Sunday 2 April 2017

The Discovery Netflix Movie Review

The Discovery (2017)
Watch The Discovery on Netflix
Written by: Charlie McDowell
Directed by: Justin Lader, Charlie McDowell
Starring: Rooney Mara, Jason Segel, Robert Redford, Jesse Plemons
Rated: TV-MA

Plot
The afterlife has been scientifically proven to exist, and millions of people have ended their lives to get there. Will (Jason Segel) goes to visit his father (Robert Redford), the man who proved the afterlife, and falls for Isla (Rooney Mara).

Verdict
I expected more from this movie, a really clever critique of religion, an alternate explanation of the afterlife, or even a look at a cult. While The Discovery creates a clever hook of a scientist proving an afterlife and then trying to determine the nature of the afterlife, it never goes anywhere. Why does everyone assume the afterlife is good? I thought for a moment the movie might delve into that, but we're left with a bland conclusion that forgoes exploring any of the interesting ideas the movie had previously presented.
Skip it.

Review
Scientist Thomas Harbor (Robert Redford) has proven the afterlife exists. Upon death a part of the body leaves, and there is sub-atomic brain activity. While part of the body leaves, where does it go? Everyone seems to assume the afterlife is a good experience as suicides increase exponentially. Some see it as a fresh start and want to get there, though no one knows what 'there' is. Death is a convenient option to living.
Where is the fear of the unknown or that the afterlife is hell? Just because it's something, doesn't make it a good thing. The movie never address this.
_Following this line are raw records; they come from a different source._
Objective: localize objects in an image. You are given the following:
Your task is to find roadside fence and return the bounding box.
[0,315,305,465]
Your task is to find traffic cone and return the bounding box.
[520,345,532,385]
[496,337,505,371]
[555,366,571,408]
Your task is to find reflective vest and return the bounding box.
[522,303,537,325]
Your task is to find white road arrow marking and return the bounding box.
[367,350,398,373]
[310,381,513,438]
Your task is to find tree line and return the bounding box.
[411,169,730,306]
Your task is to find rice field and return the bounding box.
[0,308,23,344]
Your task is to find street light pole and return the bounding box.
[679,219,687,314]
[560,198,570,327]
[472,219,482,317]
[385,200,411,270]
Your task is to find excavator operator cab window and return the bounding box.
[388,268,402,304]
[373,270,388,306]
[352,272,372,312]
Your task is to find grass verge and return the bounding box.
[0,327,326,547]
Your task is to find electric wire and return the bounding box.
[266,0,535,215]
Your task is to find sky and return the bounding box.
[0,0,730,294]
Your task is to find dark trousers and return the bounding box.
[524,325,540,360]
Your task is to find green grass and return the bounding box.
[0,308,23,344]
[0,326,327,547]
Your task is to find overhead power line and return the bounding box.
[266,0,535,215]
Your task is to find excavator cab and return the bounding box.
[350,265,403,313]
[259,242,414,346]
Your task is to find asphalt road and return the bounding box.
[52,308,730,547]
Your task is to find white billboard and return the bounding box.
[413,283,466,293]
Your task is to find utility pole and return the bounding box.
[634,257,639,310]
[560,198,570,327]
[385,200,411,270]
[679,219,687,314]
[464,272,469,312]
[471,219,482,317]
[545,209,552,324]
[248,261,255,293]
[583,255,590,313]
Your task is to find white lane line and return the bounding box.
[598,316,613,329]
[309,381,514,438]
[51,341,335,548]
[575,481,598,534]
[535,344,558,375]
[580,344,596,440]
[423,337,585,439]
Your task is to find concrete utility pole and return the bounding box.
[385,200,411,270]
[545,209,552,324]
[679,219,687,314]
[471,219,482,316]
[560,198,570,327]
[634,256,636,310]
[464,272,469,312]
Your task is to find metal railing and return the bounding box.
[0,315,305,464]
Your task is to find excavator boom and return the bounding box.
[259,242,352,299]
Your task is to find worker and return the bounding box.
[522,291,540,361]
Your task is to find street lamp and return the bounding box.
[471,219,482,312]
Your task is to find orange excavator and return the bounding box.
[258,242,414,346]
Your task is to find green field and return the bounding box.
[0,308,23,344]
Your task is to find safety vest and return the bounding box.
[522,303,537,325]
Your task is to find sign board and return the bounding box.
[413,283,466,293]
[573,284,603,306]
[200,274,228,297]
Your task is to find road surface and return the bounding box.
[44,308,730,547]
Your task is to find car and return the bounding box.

I hoped, in vain, that the movie would explore someone wrestling with that decision, or even the breakdown of society as millions of people end their lives. Instead we get a skeptic, Will (Jason Segel), who happens to be Thomas's son. You can see that coming a mile away. He's headed to his father's castle for no real reason. He wants Thomas to admit that revealing his discovery was wrong because people died. On the way he meets Isla (Rooney Mara).

Thomas is trying to determine the nature of the afterlife with a new machine. I had questions as to why Will even went to visit his dad, and meeting Isla again seemed awfully convenient. You could argue the movie explains this away later, but I wasn't satisfied with the answers.

Isla wants to join Thomas's castle where he's taken in numerous people. She has to fill out a questionnaire  that made this seem like it was going to compare Thomas's commune to a cult. Thomas is an enigmatic leader, and I wondered if the questionnaire was some kind of blackmail, but that doesn't go anywhere.

Thomas's big experiment, which just happens to coincide with Will's arrival seems to be a failure, until Will discovers it's not. This discovery seems to indicate the afterlife is a chance to relive past failures, potentially righting them.  This is the point where the movie took a nosedive. It has multiple concepts to explore and forgoes all of them for a rather bland path. The big reveal is underwhelming. The fact that a large number of society is killing themselves, that no one knows the nature of the afterlife, the cult Thomas is creating, none of that is a factor into the ending. While the conclusion begins to hint at the nature of the afterlife, it's rather arbitrary and provides no real answers. It could just as easily be dismissed. It's the kind of ending where you ask yourself, "Did I sit through ninety minutes of this movie just for that?"